The 21st century world has turned its back on decency and morality and celebrates hedonism. It measures an individual not on their virtue but their materialism.
In a world such as today, not only would the United States not be able to be founded and the Constitution created – what remains of it actually being respected – but Israel too could not be founded because the principles of the chalutzim are no longer even taught.
A nation that forgets the reason for its existence is a nation in danger of losing its self-esteem. Given the “leaders” that Israel has today, it is clear just how weak we are.
I never thought I would see a day when what happened against Hezballah would occur or when a town in Israel would be allowed to be destroyed by the enemy – Sderot.
The blood of all the soldiers that lost their lives then, stain the immoral yellow hands of Olmert. He is a disgrace to Israel and Israelis ought to be ashamed of themselves.

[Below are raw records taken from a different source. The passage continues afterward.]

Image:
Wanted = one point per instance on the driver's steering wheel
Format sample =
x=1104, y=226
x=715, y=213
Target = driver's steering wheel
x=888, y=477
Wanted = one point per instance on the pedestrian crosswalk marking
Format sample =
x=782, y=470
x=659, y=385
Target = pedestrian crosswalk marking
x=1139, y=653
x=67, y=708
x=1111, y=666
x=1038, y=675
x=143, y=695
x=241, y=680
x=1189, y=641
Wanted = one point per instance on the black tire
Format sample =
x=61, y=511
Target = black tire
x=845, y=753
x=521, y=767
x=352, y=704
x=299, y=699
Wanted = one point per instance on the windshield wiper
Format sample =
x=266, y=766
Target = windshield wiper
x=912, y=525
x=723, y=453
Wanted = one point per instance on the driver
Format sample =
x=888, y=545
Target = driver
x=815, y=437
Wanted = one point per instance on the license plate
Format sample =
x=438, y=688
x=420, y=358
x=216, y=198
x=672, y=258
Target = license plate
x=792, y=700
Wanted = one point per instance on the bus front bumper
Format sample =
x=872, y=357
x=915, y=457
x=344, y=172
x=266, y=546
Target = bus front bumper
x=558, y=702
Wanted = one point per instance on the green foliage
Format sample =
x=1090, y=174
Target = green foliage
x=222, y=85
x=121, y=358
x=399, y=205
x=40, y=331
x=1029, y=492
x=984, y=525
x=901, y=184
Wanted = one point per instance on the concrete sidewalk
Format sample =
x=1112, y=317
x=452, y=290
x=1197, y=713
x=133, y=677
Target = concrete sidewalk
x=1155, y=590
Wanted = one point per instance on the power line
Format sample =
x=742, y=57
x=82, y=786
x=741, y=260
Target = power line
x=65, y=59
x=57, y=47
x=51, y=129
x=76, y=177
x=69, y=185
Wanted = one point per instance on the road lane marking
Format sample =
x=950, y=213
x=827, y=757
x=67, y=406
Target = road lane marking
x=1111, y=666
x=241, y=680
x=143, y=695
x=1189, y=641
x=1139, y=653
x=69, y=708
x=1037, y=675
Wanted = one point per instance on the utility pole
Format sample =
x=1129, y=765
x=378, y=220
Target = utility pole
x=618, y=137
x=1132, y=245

I was brought up to believe that bringing a gift of money to a wedding was bad manners. I have long since freed myself from this prejudice. In Israel most people would much rather receive money, to spend as they like, than a toaster they neither want or need.
And some people really do need the money to pay for the wedding. You may say that if they can’t afford it, they should have a smaller wedding. This is fine for you to say, but tell me this, if you have ten siblings (half of them married with children) and sixty first cousins (ditto), not to mention second and third cousins and hundreds of close friends, who are you going to NOT invite? And what if you really want everyone there to witness your happiness and be a part of it?
The credit card idea is excellent. Not only does it save the happy couple the hassle of spending the morning after their wedding waiting in line at the bank, it is also safer. There have been quite a few violent robberies of brides and bridegrooms, on their way out of their wedding celebrations with bags full of cash and checks.
Erm, looking back at what I wrote above, I realize you have to double the family amounts – often both the bride and the groom have large families. I know a lot of people who have at least sixty to seventy participants at their Seder Night table every year, and that’s just immediate family.
I hear you. And particularly when the couple is young and has no money, cash makes sense. That said, you’re just left hoping that it goes to their bank account, and not to pay for the wedding.
In the case of the family being a small tribe and affordability the issue have a small wedding – there is no sense in going into debt for a wedding – that is indeed meshuggah!
People will understand.
I have never felt honored or slighted over invitations.